A recent challenge is in combating the rise of algorithmic filters. What is popular, appropriate, good, valuable, and true is placed into our data feeds after passing through algorithms that have been optimized using biased training sets or directly manipulated by network owners to distribute a particular agenda. What was originally thought of as natural data flow from source data to analysis has transformed into a system that no longer analyzes an original event but amplifies the reaction to the event on social networks which inject headlines into the news networks. Analysis of events occurs at the reaction, outrage, and engagement level of knowledge, preventing the development of collective understanding and wisdom and ultimately, learning.

How do you see data management / the role of the CDO / IT changing in the next 2 – 3 years?

If I may use Star Wars: Episode II – Attack of the Clones as a literary reference, Obi-Wan was searching for a star and planetary system that did not appear in the Jedi Temple archives. Its gravitational effects on the surrounding systems were evident but the star was missing. Master Yoda asks, “Gravity’s silhouette remains, but the star and all its planets have disappeared. How can this be?” One of the young students replies, “Master.

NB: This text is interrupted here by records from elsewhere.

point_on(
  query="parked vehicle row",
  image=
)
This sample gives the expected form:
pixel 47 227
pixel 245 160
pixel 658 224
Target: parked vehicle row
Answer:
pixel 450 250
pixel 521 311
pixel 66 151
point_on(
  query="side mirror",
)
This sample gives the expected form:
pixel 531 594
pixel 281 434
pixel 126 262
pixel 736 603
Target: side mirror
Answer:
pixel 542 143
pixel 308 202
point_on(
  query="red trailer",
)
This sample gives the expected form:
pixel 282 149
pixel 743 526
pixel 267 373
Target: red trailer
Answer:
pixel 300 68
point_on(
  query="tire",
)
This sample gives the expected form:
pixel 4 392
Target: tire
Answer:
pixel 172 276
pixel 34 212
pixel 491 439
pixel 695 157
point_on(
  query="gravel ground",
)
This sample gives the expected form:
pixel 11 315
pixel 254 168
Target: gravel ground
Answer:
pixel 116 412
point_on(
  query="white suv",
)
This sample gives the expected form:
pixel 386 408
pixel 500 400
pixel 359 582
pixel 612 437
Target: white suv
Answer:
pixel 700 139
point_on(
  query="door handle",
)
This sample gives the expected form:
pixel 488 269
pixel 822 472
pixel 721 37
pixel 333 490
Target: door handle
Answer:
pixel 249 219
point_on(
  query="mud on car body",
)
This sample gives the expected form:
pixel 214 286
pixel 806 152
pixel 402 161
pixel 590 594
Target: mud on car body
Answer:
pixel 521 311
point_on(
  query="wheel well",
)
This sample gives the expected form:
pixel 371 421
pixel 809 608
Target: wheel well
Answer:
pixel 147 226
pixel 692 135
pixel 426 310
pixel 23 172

Because someone erased it from the archive memory.”

Cancel culture is steadily working its way through our networks. Works of art that offend our modern sensibilities from books to buildings, to statues, to flags, to music, to people are being erased. The move to “digitize everything” and move business, education, and research activities into the metaverse will generate digital archives that are easily erased and recalibrated. I see the growing importance and rapid adoption of steganography and blockchain technology for certifying data and preventing its alteration and deletion. While IT security has previously centered on theft it will need to pivot and concentrate on the protection of data integrity from our future.  

Do you have any planned next steps for your career?

Like many who participated in the Great Resignation of 2021 my multi-hour daily commute through snarled infrastructure led me to resign from my tenured faculty position. I am currently serving in as a visiting faculty member and actively seeking a permanent position in which I can continue to research and learn along with my students.

What is the single best piece of advice you have received in your data management / IT career so far?  Why has it been so important to you?

The single best piece of advice I have received is to read everything I can by Professor Russell Ackoff. My familiarization with Systems Thinking in 1999 has served as the framework for development of my curricula, courses, and writing ever since.

Can you share something about yourself as a person that people wouldn’t know about you?

I am left-handed while also being right-sided. This means that I operate my computer mouse with my right hand while taking notes with my left hand. I find it difficult to envision a more convenient user interface.